Everyone’s talking about a tech shift due to the AI revolution. Lately, geography is right at the centre of it. Google Earth’s newest AI tool can read archives of satellite images, spot patterns, and even make forecasts. This is only the start. While it shows up first in satellite images, it will soon touch many parts of daily life.
Why? Because location is powerful. Once a location goes into fast, automated analysis, it can reveal a lot, like it or not. People assume satellite data will be the only source of GEOAI. In truth, there’s more. Every time we follow a map, share our whereabouts, or order food through an app, we create trails of location data. When a system puts those trails together, they can help government, business, and public services make quicker, sharper decisions.
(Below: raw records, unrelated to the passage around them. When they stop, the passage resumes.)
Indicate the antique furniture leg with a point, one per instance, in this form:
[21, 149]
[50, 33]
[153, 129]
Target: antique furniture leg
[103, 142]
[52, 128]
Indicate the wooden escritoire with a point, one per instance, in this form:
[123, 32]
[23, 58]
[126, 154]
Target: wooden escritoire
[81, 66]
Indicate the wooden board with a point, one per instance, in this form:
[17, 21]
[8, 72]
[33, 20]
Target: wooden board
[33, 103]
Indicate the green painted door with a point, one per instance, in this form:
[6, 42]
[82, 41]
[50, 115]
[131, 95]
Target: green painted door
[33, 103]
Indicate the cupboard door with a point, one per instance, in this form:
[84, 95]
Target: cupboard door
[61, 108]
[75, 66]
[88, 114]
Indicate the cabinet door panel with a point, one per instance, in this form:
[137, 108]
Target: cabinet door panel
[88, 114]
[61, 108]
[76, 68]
The good part is, automation can clear dull, repetitive work and save time. They can suggest likely spatial patterns and show how places change over time. They can smooth traffic, monitor pollution, water bodies and forests, and support better forecasts for rain and temperature. They can even help track and predict the spread of diseases. Used well, that is a strong win for human society.
But there’s a catch. The same strength, knowing where everything is, can become a privacy headache. Your phone checks in; your car’s navigation system reports back. Soon a system can infer where you live, work, eat, protest, and pray. That is not just “sharing a location” – to me, that is sharing your life.
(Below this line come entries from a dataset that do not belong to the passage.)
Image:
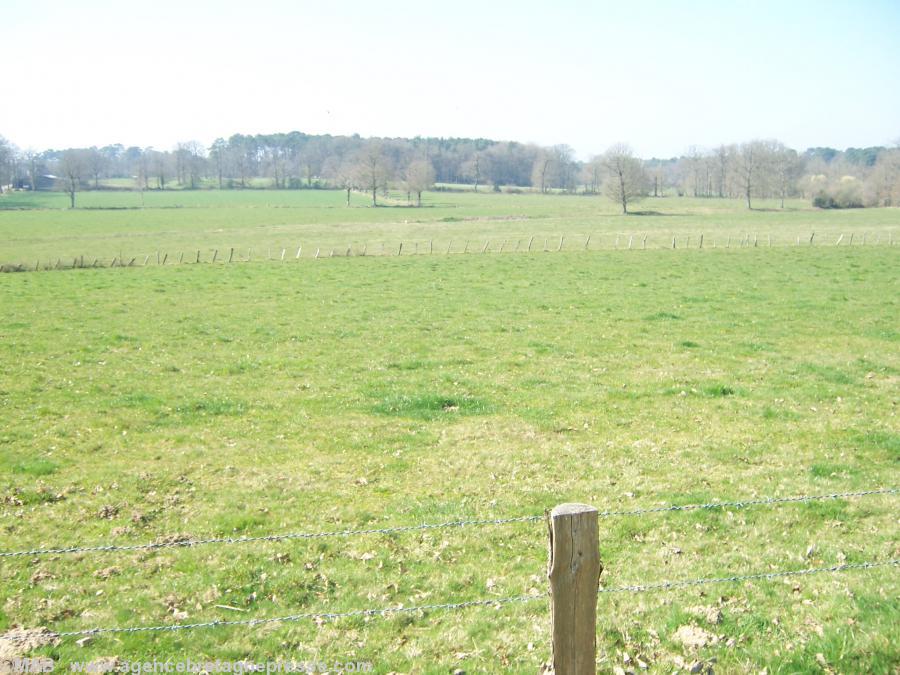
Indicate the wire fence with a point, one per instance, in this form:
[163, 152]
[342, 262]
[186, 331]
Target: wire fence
[451, 606]
[512, 244]
[187, 543]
Then there is bias. We know automated methods learn from old training datasets, and if the past is not fair. Unfair outcomes will be repeated by them if they are given an unfair history. Add the “black box” problem: a model gives an answer, but not a reason. If a system guides who receives disaster relief first, or which neighbourhood gets new roads, “because the model said so” will not do.
This shift will also reshape jobs. For years, geospatial companies and communities have created, cleaned, stored, and managed basic geospatial data. A lot of that pipeline can be automated. The biggest squeeze will fall on roles built around basic, repetitive skills. Many educational institutions in India teaching geography and geospatial still train mainly for those tasks. If machines take them over, where do those graduates go? The gap between industry and academia could widen as tools speed ahead and campuses race to catch up.
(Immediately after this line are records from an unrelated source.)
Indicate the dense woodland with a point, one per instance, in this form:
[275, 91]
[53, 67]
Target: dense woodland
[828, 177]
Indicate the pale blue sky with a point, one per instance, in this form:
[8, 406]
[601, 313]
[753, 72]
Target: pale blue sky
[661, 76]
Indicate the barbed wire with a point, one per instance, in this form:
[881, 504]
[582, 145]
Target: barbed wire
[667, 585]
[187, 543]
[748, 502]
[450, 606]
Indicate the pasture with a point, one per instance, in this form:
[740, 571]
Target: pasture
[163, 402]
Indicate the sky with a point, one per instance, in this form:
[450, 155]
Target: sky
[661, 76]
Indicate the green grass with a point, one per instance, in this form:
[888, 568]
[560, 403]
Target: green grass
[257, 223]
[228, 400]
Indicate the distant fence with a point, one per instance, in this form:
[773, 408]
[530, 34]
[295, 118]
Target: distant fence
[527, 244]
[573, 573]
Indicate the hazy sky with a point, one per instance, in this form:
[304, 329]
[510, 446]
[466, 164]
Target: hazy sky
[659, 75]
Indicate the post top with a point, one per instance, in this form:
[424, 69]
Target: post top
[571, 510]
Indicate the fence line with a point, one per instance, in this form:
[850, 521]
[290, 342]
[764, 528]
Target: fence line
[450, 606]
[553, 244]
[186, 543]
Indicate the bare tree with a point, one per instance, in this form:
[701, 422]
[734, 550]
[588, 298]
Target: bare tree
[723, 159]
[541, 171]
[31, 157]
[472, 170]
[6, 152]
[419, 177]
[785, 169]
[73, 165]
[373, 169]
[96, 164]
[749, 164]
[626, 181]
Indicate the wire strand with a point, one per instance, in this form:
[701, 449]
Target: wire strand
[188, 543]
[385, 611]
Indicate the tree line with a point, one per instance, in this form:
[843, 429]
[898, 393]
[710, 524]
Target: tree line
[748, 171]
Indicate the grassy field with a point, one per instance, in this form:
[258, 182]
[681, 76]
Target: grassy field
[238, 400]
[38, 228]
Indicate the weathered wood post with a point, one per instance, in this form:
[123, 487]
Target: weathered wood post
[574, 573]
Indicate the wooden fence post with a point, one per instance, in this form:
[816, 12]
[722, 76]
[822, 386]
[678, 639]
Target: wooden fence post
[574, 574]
So, what should we do? First, set rules. Build privacy by design: collect less, protect more, and make opt-outs simple. Keep stakeholders in the loop for high-stakes choices. Document sources, steps, and behaviour so tough questions get straight answers. Create feedback channels for communities affected by geospatial decisions.
Second, update the curriculum quickly. Teach privacy, fairness testing, and open explanations. Go beyond button-click work to core skills: spatial thinking, statistics, coding, geo-computation, and importantly, the ethical use of GEOAI. Train students to ask: Who is missing from this data? Who might be harmed? Can we explain this result in plain words?
Is policy intervention required? Absolutely, establish uniform standards for testing fairness of geospatial data, conduct impact checks, and ensure accountability.
As the matter is a bit serious, nearly 80% of everyday activities have a location link. The stakes are everywhere: health, transport, housing, farming, climate, policing, disaster response. The promise is huge; the risks are real. If we invest in capacity building, set firm guardrails, and treat location as the sensitive asset it is, we can take the best of this wave - without losing ourselves in it!